Лейтенант удивленно поднял голову:
– Пленные из двести четвертой показывают, что Гринев был подполковником...
– Нет. Майор. Его разжаловали осенью прошлого года. За что - не знаю. Не вдавался в подробности.
'Интересно... Поверит или нет?'
Лейтенант вроде бы поверил:
– Так, так... Продолжайте...
– Должна была выйти к месту сосредоточения бригад на болоте Невий Мох. После соединения общее руководство операцией должен был принять Гринев.
– Что?
– опять удивился Вальдерзее.
– Майор руководит подполковником?
– Так решило командование фронта, - отрезал Тарасов.
– Вы проиграете эту войну... Русские не умеют воевать, и в этом я убедился только что... И по какой причине майор должен был командовать подполковником?
– Его бригада была больше. И по количественному составу, и по вооружению. Насколько я знаю, гриневцы вошли в котел с батареей сорокапяток.
– Господин Тарасов, а что вы почувствовали, когда узнали, что вами будет руководить - МАЙОР!
– выделил последнее слово лейтенант.
– А вы как думаете?
**
Голод - странная штука. Первые три дня голод сначала сосет под ложечкой, потом охватывает все тело - даже пальцы на ногах хотят есть - а потом раздирает тебя так, что хочется впиться зубами в руки.
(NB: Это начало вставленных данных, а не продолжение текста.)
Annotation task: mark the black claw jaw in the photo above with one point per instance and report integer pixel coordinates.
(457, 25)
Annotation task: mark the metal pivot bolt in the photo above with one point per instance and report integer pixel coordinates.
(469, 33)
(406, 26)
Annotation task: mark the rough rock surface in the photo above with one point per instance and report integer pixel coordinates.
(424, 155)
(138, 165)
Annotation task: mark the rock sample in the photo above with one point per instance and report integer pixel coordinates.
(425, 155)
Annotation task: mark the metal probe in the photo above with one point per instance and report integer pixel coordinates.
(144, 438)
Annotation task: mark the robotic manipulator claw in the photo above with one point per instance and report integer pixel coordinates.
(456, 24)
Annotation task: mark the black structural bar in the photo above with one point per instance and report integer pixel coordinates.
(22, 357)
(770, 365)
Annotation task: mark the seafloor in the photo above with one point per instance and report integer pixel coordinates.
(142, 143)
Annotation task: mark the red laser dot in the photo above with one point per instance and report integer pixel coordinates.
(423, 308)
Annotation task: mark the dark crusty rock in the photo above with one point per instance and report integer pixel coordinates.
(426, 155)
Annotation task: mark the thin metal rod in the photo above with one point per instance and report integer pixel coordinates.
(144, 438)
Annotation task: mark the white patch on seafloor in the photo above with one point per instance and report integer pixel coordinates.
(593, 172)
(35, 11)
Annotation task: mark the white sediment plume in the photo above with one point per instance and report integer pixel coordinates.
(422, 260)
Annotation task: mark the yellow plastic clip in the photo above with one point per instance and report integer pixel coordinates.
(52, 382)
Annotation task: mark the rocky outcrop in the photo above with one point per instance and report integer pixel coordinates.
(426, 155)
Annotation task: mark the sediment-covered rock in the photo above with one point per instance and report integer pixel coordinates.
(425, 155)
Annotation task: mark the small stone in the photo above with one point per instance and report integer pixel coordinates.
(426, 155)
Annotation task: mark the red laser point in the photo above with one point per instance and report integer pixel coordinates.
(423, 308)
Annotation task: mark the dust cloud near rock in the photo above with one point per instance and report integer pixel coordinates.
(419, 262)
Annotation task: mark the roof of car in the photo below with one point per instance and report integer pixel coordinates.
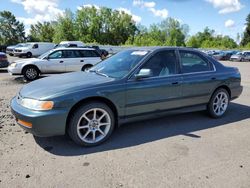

И вдруг приходит момент - у кого-то раньше, у кого-то позже - голод пропадает. Кажется, что тело стало чужим, ватным каким-то. Движения замедляются. Сквозь воздух идешь, словно сквозь мягкую стену. Мыслей нет. Вообще нет.
А думать надо... Надо, надо, надо...
Почему не отвечает штаб фронта? Где самолеты снабжения? Где Гринёв со своей бригадой? Что делать? Сил бригады недостаточно даже для выполнения первой задачи - нападения на аэродром в Глебовщине. Не говоря уже о штабе немецкого корпуса... Идти на задание - значит положить бригаду в эти чертовы снега. Возвращаться - значит трибунал. Продолжать ждать - значит тихо вымереть. Деревья уже ободраны. Из хвои отвары пьют, больше нечего... Лошадей - живых и павщих хватило на один неполноценный ужин - стограммовый кусок мясо на бойца.